Stephen emerged from tall doors at the top of a flight of stone steps that were an invitation (only conditional, for above them was a notice that said, discreetly, Cloakrooms) to the public to ascend them. Stephen seemed worried. He descended the steps, smiling at her, but on the last one he stopped, and his large hand was curving around a gently eroded stone ball that crowned a pillar, as if, because of the habits necessary to a busy man, he was assessing the condition of this sphere since it might be time for him to do something about it.

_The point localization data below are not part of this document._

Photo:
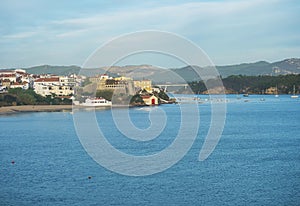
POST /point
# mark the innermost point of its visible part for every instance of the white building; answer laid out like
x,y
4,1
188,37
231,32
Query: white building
x,y
54,85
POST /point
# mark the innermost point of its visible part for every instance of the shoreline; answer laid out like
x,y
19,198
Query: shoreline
x,y
33,108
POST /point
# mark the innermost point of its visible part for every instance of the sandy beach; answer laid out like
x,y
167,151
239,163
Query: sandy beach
x,y
33,108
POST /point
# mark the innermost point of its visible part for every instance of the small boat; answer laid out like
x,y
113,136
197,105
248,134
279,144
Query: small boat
x,y
96,102
276,92
294,96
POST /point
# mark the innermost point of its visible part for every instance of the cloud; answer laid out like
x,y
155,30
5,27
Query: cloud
x,y
20,35
226,30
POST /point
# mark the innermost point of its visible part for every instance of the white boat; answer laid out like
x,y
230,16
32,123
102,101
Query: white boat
x,y
96,102
276,92
294,96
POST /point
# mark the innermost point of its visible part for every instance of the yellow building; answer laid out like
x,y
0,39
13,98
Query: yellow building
x,y
143,84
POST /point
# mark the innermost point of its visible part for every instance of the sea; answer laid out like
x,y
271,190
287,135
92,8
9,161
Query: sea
x,y
255,162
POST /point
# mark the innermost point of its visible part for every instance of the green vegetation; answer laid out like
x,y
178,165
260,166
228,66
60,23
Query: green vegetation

He took her suitcase, set it on the bottom step, and said he would show her around. At this Elizabeth laughed and said, 'But poor Sarah, can't she have a cup of tea first?' as she relinquished their guest, her own duty done, to her husband. Sarah waited for a signal or glance that recognizes a situation, and it came: Elizabeth shone that smile on them both that says — in this case with good-humoured irony — 'I know what is going on and I don't mind,' before going off on her own affairs. In fact she had so little interest in this obligatory little act that the smile had faded before she turned away. There are not many spouses, or partners, strong-minded enough to forgo that look, that smile, or laugh, for it makes a claim, and an even stronger one than jealousy or anger. Stephen glanced at Sarah to see if she had noticed, and then a small grimace signalled, A pity, and he said aloud, 'Don't mind. She's got it wrong. If she had ever asked, I would have.